Sua vida de compositor e cantor acabava aí. Ninguém queria tocar as músicas que ele compunha. Ninguém. Os amigos até riam da cara dele:

– Um dia, Roberto Carlos irá te descobrir.

– Ah, Maria Bethânia não sabe o que está perdendo.

– Chico Buarque que se cuide. Aí vem você!!!
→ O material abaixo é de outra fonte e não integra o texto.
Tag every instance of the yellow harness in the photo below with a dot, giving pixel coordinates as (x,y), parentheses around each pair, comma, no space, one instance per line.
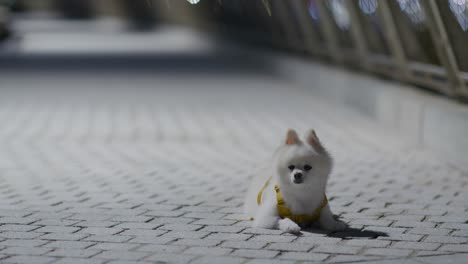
(285,212)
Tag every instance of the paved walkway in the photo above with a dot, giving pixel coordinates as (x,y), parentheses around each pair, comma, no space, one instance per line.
(132,166)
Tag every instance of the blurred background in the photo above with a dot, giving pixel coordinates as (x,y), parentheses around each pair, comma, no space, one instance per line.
(419,42)
(89,47)
(132,123)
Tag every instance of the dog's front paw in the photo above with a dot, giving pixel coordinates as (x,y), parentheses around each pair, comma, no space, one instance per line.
(335,225)
(287,225)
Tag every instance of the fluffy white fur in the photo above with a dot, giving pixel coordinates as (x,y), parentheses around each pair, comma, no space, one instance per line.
(302,194)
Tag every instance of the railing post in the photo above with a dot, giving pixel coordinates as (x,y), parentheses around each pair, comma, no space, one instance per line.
(329,32)
(394,40)
(358,35)
(444,49)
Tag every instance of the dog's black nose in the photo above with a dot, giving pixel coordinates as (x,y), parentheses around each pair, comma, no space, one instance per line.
(297,176)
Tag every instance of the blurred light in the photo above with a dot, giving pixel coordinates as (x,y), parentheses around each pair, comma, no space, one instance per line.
(193,2)
(368,6)
(460,10)
(340,14)
(413,9)
(313,11)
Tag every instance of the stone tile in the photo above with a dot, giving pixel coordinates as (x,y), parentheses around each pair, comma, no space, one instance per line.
(204,251)
(255,253)
(304,256)
(244,244)
(387,252)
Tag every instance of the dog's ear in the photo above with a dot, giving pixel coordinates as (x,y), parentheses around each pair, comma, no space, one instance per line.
(292,138)
(314,141)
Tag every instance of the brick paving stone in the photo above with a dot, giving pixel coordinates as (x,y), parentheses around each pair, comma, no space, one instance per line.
(429,231)
(255,253)
(140,232)
(114,246)
(172,220)
(387,252)
(57,229)
(289,247)
(262,231)
(367,243)
(431,253)
(57,236)
(171,258)
(219,259)
(304,256)
(25,251)
(18,228)
(454,226)
(351,259)
(69,244)
(78,261)
(162,248)
(273,238)
(19,235)
(401,237)
(214,222)
(108,238)
(122,255)
(405,223)
(100,231)
(187,234)
(446,239)
(318,240)
(244,244)
(229,236)
(455,248)
(180,227)
(270,261)
(462,233)
(78,253)
(336,249)
(23,243)
(197,242)
(147,176)
(213,251)
(416,245)
(152,240)
(132,225)
(223,229)
(29,260)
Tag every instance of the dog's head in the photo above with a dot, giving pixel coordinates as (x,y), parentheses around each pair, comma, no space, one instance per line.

E assim por diante. Riam. Debochavam.

Certo dia (péssimo dia) ele falou para seu chefe:

– Preciso fazer horas extras. Vá que um dia eu seja chamado para participar de um evento! Aí eu poderei faltar.

– Um evento? Você! Kkkk – Vá sonhando, vá sonhando, Wesley.

Wesley, à medida que o tempo ia passando, ia murchando.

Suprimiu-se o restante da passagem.